= Expo Forum =

Arena in Sonora, Mexico

The Expo Forum is a convention center and arena complex located in Hermosillo, Sonora, Mexico. It was built in 2004.

It was chosen to host the inaugural Sonora Rock Fest in 2025.

==Buildings==
The complex comprises three buildings:

The Recinto Ferial y de Exposiciones is an exhibit hall with 7,120 square meters (76,640 square feet) of exhibit space, which can be divided into two smaller exhibit halls. It is used for trade shows, conventions and meetings seating up to 8,000, banquets and other special events. There is a 5382 sqft main entrance as well as a 3445 sqft kitchen.

The Salon Venetto contains a 13993 sqft ballroom that can be used for banquets, meetings, receptions, quinceneras, and other special events. There is also a 150-square-meter (1,615 square feet) conference room. It has a 750 sqft kitchen.

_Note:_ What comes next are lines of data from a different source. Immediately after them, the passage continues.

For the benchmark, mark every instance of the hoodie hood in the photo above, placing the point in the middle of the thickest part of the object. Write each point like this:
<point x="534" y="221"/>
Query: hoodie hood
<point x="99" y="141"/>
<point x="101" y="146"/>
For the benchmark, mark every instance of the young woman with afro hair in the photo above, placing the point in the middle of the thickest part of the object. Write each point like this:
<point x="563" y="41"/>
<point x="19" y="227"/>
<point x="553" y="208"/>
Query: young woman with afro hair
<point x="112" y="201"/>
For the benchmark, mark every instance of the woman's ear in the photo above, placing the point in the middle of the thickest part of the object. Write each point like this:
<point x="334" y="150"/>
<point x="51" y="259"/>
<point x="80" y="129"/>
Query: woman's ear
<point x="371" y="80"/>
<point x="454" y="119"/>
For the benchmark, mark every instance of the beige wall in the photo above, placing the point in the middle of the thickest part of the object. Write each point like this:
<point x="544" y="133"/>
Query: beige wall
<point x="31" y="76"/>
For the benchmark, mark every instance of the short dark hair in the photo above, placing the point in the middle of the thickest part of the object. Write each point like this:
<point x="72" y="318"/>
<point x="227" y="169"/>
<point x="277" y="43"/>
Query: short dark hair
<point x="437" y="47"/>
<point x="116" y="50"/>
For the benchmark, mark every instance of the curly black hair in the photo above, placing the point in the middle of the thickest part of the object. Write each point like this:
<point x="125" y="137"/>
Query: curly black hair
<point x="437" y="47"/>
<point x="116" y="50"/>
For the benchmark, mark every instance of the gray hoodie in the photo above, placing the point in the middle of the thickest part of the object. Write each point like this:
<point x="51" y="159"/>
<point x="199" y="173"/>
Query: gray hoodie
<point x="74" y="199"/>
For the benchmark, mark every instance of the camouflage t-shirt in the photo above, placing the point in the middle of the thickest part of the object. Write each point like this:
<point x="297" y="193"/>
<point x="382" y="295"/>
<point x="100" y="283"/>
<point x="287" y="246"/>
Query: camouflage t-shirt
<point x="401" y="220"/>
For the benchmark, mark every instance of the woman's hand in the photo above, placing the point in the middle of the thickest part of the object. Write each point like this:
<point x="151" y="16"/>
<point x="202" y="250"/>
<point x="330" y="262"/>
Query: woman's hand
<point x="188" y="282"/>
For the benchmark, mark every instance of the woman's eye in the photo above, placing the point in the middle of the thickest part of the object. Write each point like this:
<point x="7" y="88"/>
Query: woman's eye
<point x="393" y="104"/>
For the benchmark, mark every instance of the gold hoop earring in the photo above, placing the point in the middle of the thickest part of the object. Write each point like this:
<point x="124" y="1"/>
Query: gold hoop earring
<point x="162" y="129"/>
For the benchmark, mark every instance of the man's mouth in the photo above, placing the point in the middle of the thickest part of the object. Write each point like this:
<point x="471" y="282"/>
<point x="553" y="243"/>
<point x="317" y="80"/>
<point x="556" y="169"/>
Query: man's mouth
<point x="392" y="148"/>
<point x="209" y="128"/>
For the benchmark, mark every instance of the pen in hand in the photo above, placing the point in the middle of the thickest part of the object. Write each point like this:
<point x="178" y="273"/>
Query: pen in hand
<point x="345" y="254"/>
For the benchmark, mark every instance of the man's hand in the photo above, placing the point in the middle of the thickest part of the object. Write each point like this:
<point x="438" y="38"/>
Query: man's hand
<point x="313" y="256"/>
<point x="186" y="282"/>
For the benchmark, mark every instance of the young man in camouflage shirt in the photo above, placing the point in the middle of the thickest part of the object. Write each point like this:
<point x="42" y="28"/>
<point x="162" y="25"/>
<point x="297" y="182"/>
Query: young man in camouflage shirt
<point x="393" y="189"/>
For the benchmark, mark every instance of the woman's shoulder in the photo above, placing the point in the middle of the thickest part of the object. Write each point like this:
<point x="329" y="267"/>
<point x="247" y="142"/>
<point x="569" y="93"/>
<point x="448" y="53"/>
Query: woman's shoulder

The Foro de Conciertos y Espectaculos is a 10,807-seat indoor arena which was built to bring major concerts to Hermosillo. The 13,975-square-meter (150,428 square foot) venue can also accommodate trade shows, conventions, religious crusades, and with portable stands, sporting events including basketball, lucha libre, boxing and wrestling. Since its opening the Foro de Conciertos y Espectaculos has welcomed such performers as Banda el Recodo, Gloria Trevi, Pedro Fernández, Pepe Aguilar, Lupita D'Alessio, Intocable, Alicia Villarreal, Joan Sebastian, Paulina Rubio, Mana and many others.